Reverse Racism

We think of racism as something people experience here in North America if they happen to be ethnically different from those around them. Our NAB Church is of German background, as is my own family on my mother’s side. Mom has told me that during the Second World War her family did not speak German (which is why she never learned) because it was a bad thing to be known as a German person in Canada at the time.

aminu-mosobaBut racism exists in Africa as well, sometimes in odd forms, which I sometimes don’t quite know what to do with. For one thing, it is mostly reverse racism – which means that white people are sometimes treated better than others.
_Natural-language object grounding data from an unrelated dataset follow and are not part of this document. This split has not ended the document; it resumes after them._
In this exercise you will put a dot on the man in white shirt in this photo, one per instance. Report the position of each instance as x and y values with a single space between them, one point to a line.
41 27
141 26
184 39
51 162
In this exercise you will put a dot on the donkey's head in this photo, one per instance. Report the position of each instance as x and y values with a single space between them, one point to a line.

I remember coming into a restaurant on my own one day for my supper. There was only one other man there, a Nigerian fellow. The owner knew me so when I came in she walked over to my table and took my order. Unbeknownst to me, however, she had not yet taken the order of the Nigerian gentleman, and he proceeded to complain, in no uncertain terms, that he was the victim of racism since he had been neglected in my favour.

Not only was this embarrassing all around, but the fact was, he was right. He had been neglected for me. There was not much I could about our hostess, but I did invite the fellow over to be my guest for supper, and am happy to say we had a very nice time of it. He educated me some more about how Nigerians feel about westerners in general and missionaries in particular.

The last time I was in the airport in Yaoundé, trying to come home, our plane trip was cancelled (hydraulic problem in the plane), and myself and the doctor I was travelling with had to spend the night in the airport. Some folks managed to get out and grab a hotel room, but I don’t think we were as experienced travelling in Cameroon as we needed to be.

Anyway, the next day in the airport we were surrounded by tired, frustrated, and sometimes angry Cameroonians who had also spent a very difficult night in the airport. My friend and I (he is from the U.S.) were chatting with some older ladies, and they asked us where we had spent the night. When we told them they were very surprised, since they just assumed that white people would have been given some kind of grand escort to a 5-star hotel. It was good (in an odd sort of way) to be able to tell them that we had been treated just as poorly as everyone else.

As I look forward to going back to Cameroon to live I am thinking of these things, and of all the cultural things we will need in order to adjust well to living there. And of all the prayer we will need from our supporters back here in order to do that well.